Above and beyond the immediate solidarity,
however, we need a long-term commitment. We need
the expertise of the World Health Organization and
the coordinating umbrella of the United Nations,
particularly in the long term as we try to strengthen
States and health-care systems. Germany will contribute
to both of those goals. We cannot bring the dead back to
life, but we may be able to prevent far too many more
people dying of Ebola who ought not to be dying if they
were treated. And we must certainly make sure that the
next epidemic does not have consequences as deadly as
the one we are still fighting.
If we are to move towards the hope of peace, we need
many small steps — the commitment of individuals,
bilateral diplomacy and regional initiatives. But none
of that can replace the United Nations. Only the United
Nations can provide a universal foundation for the hope
of peace. That foundation is international law, to which
everyone who belongs to the community of nations in
the United Nations, and those who want to belong, has
subscribed. That is what must be preserved; that is the
core of our hope for peace.
That is why I must here mention the conflict
in Ukraine. Some people in the Hall may regard it
as nothing more than a regional conflict in Eastern
Europe. But I am convinced that that view is incorrect.
I believe that that conflict affects each and every one of
us. Not just any State, but a permanent member of the
Security Council — Russia — has, with its annexation
of Crimea, unilaterally altered existing borders in
Europe and has thus violated international law. We
must counter that dangerous sign, because we must not
allow the power of international law to be eroded from
the inside. We must not allow the old divisions between
East and West to re-emerge in the United Nations.
Because so much is at stake in that conflict, not
only for the people of Ukraine but also for the future of
international law, Germany and its partners have taken
on responsibility and committed themselves vigorously
to defusing the conflict. I am under no illusion: a
political solution is still a long way off. However, just a
few weeks ago we were on the brink of a direct military
confrontation between Russian and Ukrainian armed
forces. I am happy to say that diplomacy prevented the
worst. Now the priority must be to bring about a lasting
ceasefire and achieve a political solution, one based on
the principles of the United Nations and preserving the
unity of Ukraine.
I am not discussing only Ukraine. As long as that
conflict is simmering and as long as Russia and the
West are in a dispute over Ukraine, there is a threat
of paralysing the United Nations. We therefore need a
Security Council that is able and willing to act to tackle
the new and, in the long term, far more important tasks
we are facing. The world of 2014 is plagued not only by
the old ghost of division, but also by new demons.
We are all shocked by the unspeakable brutality of
the terrorists who misuse the name of God in carrying
out their evil deeds. My question is, ought we not to
be particularly worried that the preachers of hate are
drawing in young people who have grown up in the
midst of our own societies?
That is why that, too, is not exclusively a regional
conflict — a problem in Iraq or in Syria or in Africa,
where terrorists are stamping on the fundamental rights
of women and girls in particular.

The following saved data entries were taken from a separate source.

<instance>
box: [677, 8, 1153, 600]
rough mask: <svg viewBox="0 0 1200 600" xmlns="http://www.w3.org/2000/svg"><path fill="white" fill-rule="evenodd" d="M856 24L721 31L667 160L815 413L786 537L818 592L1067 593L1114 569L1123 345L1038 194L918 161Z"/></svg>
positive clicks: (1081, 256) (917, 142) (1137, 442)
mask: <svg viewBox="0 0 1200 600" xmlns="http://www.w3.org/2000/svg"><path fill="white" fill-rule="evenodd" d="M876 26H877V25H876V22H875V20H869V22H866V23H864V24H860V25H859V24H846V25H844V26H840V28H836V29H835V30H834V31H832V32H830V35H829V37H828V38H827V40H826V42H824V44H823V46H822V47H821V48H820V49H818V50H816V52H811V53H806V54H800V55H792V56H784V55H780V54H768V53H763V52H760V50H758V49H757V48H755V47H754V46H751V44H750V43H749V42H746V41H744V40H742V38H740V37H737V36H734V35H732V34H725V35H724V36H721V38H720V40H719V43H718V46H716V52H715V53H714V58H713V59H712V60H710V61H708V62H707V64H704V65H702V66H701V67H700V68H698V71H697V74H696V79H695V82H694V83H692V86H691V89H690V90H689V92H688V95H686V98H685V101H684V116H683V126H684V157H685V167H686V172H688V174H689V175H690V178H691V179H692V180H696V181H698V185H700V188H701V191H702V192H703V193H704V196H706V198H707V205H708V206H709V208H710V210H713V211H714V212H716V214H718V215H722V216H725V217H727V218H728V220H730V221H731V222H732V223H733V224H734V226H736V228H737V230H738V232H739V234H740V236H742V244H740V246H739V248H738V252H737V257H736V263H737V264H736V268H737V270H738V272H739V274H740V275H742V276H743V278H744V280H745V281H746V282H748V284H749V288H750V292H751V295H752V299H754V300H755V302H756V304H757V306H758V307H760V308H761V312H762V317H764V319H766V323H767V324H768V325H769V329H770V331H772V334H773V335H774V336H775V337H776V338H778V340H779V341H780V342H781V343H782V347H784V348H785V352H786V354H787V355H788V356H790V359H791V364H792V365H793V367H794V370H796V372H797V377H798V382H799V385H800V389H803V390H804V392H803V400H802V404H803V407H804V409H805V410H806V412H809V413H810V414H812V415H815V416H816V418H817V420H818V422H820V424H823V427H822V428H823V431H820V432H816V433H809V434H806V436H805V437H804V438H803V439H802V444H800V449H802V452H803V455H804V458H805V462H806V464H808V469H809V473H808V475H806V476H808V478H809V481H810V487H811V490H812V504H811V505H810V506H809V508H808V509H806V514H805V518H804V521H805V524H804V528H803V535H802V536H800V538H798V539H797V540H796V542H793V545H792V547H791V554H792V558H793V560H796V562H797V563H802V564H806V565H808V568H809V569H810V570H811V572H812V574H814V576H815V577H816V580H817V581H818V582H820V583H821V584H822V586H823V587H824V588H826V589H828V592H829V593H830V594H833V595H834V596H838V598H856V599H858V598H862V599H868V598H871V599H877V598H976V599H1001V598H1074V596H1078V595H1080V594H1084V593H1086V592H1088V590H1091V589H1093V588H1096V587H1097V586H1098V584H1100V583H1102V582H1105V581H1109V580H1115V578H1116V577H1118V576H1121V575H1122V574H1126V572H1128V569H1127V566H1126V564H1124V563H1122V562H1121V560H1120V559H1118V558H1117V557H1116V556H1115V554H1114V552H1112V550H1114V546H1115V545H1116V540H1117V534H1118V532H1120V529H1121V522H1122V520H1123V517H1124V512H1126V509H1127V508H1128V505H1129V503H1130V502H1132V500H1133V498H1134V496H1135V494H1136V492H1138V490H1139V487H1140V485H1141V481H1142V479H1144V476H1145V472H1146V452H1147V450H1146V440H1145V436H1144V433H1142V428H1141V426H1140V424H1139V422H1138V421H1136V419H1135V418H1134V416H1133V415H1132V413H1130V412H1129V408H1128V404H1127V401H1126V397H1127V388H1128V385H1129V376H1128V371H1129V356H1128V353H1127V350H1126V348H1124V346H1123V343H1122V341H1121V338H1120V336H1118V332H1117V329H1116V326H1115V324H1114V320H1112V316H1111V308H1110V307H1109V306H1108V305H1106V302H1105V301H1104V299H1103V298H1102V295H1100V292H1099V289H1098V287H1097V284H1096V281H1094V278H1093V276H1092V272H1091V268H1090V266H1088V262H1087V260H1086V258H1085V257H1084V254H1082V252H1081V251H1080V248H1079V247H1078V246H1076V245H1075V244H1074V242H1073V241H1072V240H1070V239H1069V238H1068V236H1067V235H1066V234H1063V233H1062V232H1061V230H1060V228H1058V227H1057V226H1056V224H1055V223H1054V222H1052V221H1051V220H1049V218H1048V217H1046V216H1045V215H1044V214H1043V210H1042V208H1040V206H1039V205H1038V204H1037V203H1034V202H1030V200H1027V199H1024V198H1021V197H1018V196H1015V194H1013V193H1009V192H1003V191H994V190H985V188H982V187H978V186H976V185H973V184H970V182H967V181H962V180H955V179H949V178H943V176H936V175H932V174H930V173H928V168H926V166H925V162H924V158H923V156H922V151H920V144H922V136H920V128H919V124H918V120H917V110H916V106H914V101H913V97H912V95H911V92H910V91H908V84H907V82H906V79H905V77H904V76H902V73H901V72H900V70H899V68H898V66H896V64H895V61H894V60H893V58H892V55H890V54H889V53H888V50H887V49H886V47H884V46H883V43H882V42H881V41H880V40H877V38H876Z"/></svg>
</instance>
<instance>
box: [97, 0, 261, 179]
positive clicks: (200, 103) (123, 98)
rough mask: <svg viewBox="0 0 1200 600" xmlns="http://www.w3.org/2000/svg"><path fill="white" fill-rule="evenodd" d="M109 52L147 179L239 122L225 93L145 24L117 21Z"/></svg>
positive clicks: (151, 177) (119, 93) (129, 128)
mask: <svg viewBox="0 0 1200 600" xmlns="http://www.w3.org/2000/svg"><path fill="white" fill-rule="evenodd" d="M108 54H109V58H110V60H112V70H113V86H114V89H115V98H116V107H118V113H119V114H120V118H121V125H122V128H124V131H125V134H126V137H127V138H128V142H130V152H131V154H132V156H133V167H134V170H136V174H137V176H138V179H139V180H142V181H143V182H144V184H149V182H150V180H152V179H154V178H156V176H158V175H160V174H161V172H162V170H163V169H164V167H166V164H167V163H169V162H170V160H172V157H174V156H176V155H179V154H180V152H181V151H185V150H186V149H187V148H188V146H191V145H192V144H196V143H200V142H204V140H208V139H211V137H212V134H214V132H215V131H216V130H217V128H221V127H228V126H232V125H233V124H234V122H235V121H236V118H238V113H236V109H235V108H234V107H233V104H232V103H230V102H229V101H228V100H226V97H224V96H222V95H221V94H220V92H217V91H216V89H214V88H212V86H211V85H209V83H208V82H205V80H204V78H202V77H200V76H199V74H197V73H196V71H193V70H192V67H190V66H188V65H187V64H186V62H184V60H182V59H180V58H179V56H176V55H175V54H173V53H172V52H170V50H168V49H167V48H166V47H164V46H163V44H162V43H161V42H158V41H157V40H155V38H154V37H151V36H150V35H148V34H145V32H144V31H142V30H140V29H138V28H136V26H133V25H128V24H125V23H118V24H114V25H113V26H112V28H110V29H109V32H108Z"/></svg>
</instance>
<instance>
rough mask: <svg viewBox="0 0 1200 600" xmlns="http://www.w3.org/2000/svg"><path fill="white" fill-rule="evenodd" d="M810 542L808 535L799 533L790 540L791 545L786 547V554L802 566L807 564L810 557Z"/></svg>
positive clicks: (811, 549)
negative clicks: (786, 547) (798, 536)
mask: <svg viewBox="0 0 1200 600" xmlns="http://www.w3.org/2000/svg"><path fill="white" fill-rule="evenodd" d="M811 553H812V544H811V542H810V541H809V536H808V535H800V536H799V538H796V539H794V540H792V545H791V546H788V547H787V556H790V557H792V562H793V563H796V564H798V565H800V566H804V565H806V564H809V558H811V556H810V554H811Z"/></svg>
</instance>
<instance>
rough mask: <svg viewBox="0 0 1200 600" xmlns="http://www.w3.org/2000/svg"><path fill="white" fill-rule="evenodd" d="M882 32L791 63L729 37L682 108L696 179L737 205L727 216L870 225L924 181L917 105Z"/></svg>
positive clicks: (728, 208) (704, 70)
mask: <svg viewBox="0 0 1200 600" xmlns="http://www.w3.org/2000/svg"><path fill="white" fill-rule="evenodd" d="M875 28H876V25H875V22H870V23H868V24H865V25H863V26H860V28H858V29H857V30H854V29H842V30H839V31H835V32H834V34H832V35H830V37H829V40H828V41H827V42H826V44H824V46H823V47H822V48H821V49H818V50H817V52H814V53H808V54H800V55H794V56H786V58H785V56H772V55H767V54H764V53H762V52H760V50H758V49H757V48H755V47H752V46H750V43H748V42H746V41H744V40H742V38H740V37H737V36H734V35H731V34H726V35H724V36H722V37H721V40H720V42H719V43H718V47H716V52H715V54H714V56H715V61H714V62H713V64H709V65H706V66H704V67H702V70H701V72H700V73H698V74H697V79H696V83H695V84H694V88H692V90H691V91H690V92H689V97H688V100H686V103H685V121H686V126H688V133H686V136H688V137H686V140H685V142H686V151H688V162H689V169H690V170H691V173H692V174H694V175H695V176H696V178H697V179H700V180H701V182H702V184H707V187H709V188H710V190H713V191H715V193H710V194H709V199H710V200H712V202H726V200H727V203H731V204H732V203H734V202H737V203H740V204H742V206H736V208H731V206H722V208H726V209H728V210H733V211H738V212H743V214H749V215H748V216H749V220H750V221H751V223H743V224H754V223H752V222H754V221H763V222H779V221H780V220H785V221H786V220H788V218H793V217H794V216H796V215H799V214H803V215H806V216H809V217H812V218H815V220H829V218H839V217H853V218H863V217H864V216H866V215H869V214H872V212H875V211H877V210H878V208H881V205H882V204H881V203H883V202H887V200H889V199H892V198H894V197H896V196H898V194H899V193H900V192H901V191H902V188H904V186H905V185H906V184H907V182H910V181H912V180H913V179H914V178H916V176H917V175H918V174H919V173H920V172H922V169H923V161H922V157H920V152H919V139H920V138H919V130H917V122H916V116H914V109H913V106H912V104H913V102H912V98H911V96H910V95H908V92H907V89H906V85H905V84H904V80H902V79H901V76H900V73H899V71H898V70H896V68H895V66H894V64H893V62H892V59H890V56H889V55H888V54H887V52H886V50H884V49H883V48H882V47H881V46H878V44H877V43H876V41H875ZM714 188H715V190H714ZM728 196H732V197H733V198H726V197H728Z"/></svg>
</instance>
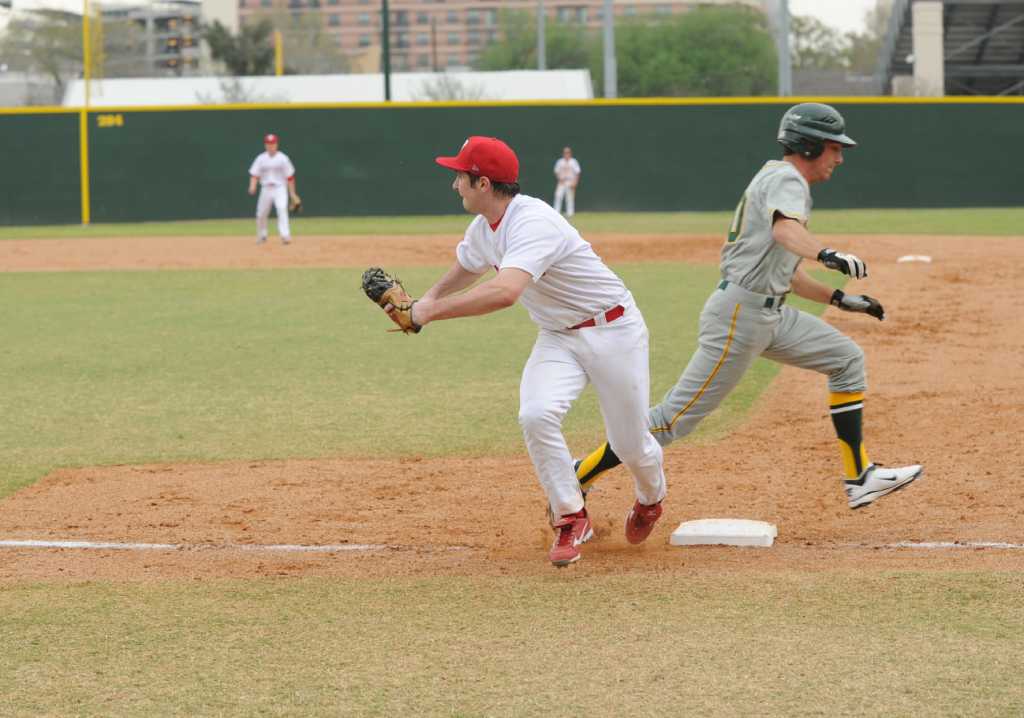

That barbarity is
directed against every one of us, and against everything
for which the United Nations stands.
Precisely for that reason, our response needs
to go much further than the immediately necessary
humanitarian and military response. Germany is
making substantial contributions to both, including
militarily. But all that must be part of a political alliance
against the terror of the Islamic State in Iraq and Syria.
My country is strongly committed to that alliance, and
I very much hope in particular that the societies of the
Middle East, realizing that far more is at stake than just
their security, will also join.
In a world haunted both by old ghosts and new
demons, we have to be able to pursue both paths. On the
one hand, we must steadfastly continue to work towards
political solutions in Ukraine, in the Middle East, in
Syria, but at the same time we must tackle the huge
tasks of the twenty-first century.
I am referring to the fight against climate change.
Germany is contributing $1 billion dollars to the Green
Climate Fund. And we will support our closest partner,
France, on the road to a successful Paris climate summit
in 2015 and to a universal and legally binding climate
convention, which we urgently need.
I am also referring to the digital age. Yes, the
Internet should be a global, free, open and safe space.
But that is not a matter solely for Government agencies
or big companies. That global, free, open and safe space
must be shaped by society as a whole. If we fail to act,
the vast technological possibilities will sweep aside the
human dimension. We need an international law for the
digital world. Resolution 68/167, which we introduced
together with Brazil, has made a start in that direction,
I hope, at the United Nations.
I am also referring to the post-2015 agenda, because
the fight against poverty begins with asking how we
actually create value. How do we create prosperity?
That question is not only directed at a few countries
in need of help. Rather, it is a call to the whole world
for more sustainable economic activity. With its shift to
renewable energies, Germany has set out on a path that,
although not easy, is one the world must take if we want
to preserve our natural resources and if the fight for
scarce resources, water and arable land is not to become
the major conflict of the twenty-first century.
Our children will judge us by those huge tasks.
They will look back, just as we are looking back at
our forebears in this year of commemoration. Having
learned from two World Wars, our forebears established
the United Nations as their lesson to us. If we want to
continue that lesson, if we want to master the tasks
facing us, then we must further develop this institution.
The United Nations is not a finished product. Perhaps it
will never be a finished product. It must evolve further,
so that in all its parts, including the Security Council, it
reflects today’s world.
I believe that the United Nations is worth every
effort, for in it lives the world’s hope for peace and a
legal order. I assure the Assembly that my country will
play its part in making that hope a reality, step by step.